[MNT-10812] Enormous SQL SELECT load when doing a verbose query for all audit data Created: 28-Feb-14  Updated: 03-Sep-14  Resolved: 29-Jul-14

Status: Closed
Project: Service Packs and Hot Fixes
Component/s: Auditing, Database and Persistence
Affects Version/s: 4.2
Fix Version/s: 4.2.3

Type: Service Pack Request
Reporter: Antonio Soler-Asenci [X] (Inactive) Assignee: Closed Bugs
Resolution: Fixed Votes: 0
Labels: None
Remaining Estimate: 0 minutes
Time Spent: 4 hours, 30 minutes
Original Estimate: Not Specified

Attachments: PNG File Alfresco-AuditSQL-withPropClassCached.png     PNG File Alfresco-AuditSQL.png     PNG File Alfresco-PropClassTable.png     File createcontent.js     Text File threaddump(2).txt    
Issue Links:
Related
relates to ALF-15582 Performance issues with Audit Query API Closed
relates to MNT-10067 Cleanup alf_prop_XXX data Closed
relates to MNT-10070 Provide audit filter capabilities for... Closed
Bug Priority:
Category 3
ACT Numbers:

00149037

Build Location: http://releases.alfresco.com/Enterprise%204.2/4.2.3/build-00050/

 Description   

Different jobs to clean up or process audit data (i.e. to turn them into notification mails) have to process the entire set of audit data for a specific audit application.

During their run, they generate a lot of SELECT statements (several millions) on the alf_prop_class table which has fewer than 20 values and can easily be cached.
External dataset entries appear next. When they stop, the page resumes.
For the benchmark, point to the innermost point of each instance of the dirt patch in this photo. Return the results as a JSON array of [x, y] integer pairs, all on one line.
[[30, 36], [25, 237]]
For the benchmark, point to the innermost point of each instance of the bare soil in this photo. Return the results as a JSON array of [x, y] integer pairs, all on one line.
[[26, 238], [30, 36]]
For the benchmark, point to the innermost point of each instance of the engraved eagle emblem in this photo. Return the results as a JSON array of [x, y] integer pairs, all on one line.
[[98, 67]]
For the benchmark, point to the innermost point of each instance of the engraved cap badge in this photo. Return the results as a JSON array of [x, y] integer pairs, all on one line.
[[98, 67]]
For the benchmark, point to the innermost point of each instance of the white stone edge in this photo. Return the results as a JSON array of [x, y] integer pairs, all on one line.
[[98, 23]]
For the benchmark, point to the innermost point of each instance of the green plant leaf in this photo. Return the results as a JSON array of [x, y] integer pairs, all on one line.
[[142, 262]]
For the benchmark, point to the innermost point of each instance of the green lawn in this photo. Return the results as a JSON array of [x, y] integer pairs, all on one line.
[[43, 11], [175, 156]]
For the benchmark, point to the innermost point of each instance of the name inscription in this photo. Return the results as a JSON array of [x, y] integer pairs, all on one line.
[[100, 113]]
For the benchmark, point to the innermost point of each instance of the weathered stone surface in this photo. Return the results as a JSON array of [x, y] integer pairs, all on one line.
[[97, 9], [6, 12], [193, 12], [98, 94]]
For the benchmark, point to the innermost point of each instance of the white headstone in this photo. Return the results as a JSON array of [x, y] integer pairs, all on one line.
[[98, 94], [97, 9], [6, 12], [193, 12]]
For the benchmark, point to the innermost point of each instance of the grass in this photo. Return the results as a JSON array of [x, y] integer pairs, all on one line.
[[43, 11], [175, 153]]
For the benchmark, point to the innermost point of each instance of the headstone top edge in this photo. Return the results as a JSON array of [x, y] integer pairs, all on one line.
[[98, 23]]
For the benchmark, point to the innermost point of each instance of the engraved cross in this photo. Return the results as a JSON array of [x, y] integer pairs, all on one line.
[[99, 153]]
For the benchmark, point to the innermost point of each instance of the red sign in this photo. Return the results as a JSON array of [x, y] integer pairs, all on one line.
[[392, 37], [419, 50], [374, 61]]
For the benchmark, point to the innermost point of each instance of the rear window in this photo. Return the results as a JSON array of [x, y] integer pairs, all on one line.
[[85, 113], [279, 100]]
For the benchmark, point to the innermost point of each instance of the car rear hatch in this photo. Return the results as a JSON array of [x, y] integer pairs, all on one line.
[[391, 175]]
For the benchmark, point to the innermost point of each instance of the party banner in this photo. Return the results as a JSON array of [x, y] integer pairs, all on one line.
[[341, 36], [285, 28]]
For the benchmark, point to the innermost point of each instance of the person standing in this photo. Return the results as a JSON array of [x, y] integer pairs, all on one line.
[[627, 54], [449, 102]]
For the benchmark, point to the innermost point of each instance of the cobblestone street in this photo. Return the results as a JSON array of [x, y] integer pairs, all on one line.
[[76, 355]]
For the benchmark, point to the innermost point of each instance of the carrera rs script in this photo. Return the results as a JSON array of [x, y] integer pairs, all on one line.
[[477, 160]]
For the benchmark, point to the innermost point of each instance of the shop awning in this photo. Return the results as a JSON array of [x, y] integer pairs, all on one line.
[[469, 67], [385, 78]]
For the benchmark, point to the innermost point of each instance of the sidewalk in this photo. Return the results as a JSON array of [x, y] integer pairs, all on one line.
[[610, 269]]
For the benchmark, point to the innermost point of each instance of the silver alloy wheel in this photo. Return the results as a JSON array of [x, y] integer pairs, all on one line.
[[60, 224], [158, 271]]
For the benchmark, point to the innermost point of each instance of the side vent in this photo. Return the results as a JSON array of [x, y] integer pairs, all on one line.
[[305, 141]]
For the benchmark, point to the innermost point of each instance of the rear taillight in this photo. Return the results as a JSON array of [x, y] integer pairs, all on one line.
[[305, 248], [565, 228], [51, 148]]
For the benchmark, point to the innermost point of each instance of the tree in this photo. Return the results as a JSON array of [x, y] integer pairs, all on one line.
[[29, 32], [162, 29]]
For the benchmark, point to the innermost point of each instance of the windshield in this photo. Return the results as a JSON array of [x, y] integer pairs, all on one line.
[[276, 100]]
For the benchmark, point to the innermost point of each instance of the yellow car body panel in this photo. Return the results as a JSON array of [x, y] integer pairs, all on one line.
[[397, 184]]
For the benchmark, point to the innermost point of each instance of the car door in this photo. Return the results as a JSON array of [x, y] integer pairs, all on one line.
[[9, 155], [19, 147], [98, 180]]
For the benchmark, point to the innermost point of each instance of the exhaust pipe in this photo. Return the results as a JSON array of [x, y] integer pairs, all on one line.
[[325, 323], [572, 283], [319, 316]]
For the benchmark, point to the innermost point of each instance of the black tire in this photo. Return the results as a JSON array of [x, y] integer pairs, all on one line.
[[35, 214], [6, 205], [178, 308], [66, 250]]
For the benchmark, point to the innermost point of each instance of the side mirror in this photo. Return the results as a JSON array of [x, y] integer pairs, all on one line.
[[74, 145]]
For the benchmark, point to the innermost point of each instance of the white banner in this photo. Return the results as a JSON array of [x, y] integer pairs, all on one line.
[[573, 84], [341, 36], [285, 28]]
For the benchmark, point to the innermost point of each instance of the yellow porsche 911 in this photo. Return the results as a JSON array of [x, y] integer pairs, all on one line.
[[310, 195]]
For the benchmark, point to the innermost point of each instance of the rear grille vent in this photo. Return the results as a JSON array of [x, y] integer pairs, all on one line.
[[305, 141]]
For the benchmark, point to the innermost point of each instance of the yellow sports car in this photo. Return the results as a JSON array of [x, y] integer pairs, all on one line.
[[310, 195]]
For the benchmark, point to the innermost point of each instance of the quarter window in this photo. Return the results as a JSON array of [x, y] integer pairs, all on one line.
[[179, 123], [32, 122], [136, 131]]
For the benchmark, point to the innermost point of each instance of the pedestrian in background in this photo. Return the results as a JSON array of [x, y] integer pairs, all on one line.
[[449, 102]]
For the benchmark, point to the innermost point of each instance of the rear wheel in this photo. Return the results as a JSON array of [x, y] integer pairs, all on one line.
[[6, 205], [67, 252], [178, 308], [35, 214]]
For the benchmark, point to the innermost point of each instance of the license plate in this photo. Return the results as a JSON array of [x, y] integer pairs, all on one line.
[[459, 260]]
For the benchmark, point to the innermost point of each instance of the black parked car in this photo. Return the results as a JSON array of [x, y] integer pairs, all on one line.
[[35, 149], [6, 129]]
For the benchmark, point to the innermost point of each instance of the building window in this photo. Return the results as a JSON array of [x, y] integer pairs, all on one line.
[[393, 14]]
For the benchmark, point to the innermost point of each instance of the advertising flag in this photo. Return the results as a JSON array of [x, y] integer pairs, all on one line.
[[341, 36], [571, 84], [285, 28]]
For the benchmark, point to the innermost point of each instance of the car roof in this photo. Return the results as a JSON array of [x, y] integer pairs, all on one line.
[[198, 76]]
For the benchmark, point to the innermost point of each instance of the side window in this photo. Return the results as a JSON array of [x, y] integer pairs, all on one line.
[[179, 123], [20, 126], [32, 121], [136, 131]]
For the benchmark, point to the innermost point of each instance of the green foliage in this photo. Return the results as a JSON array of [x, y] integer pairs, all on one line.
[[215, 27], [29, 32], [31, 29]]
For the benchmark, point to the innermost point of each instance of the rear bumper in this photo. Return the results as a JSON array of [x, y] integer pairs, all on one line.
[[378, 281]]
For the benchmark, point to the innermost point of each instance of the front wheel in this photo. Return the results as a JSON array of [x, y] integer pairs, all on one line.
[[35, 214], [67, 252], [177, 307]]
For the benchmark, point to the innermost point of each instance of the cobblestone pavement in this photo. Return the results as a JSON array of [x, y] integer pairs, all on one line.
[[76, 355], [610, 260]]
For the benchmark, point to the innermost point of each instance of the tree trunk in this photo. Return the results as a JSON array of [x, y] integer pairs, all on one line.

This has already been described in ALF-15582 where Derek Hulley correctly identified the main improvement to be made: the PropertyDAOImpl needs to have its propertyClassCache configured. Unfortunately, that bug has been closed as "Not a Bug". Since we see major improvements in SQL load / performance when the cache is used (see YourKit profiler screenshots) and using paging is suggested only "masks" the problem instead of fixing it, we do not agree with that specific resolution. We request that the trivial change to properly activate the propertyClassCache be included in future versions / service packs. Alfresco users / customers should not have to customize the DAO configuration to activate an improvement that affects all Audit / AttributeService use cases (not just mass data query).

Steps to reproduce:
1) Activate alfresco-access auditing on global properties
audit.enabled=true
audit.alfresco-access.enabled=true

2) Perform a bulk content generation / load of at least several tens of thousand nodes (see attached script)

3) Start a SQL / Java profiling tool to capture SQL selects
on my case I used this process
https://wiki.alfresco.com/wiki/Driver-side_DB_Query_Profiling

4) Perform an audit query (e.g. curl -u admin:admin "http://localhost:8080/alfresco/service/api/audit/query/alfresco-access?verbose=true&forward=false&limit=0")

NOTES: The most significant query is the select * from alf_prop_class where id = ? query with hundreds of thousands or even millions of calls.
Expectation: Since the alf_prop_class table has very few entries, these should be cached by Alfresco and there should be at most a couple of dozen calls to the query - regardless of the amount of audit data, as the SQL call is part of the post-processing of results from the main audit query.


Generated at Mon Aug 10 17:51:11 BST 2020 using Jira 7.13.15#713015-sha1:7c5ddd2c3e1709974ae9c48c17df8edd3919fe2c.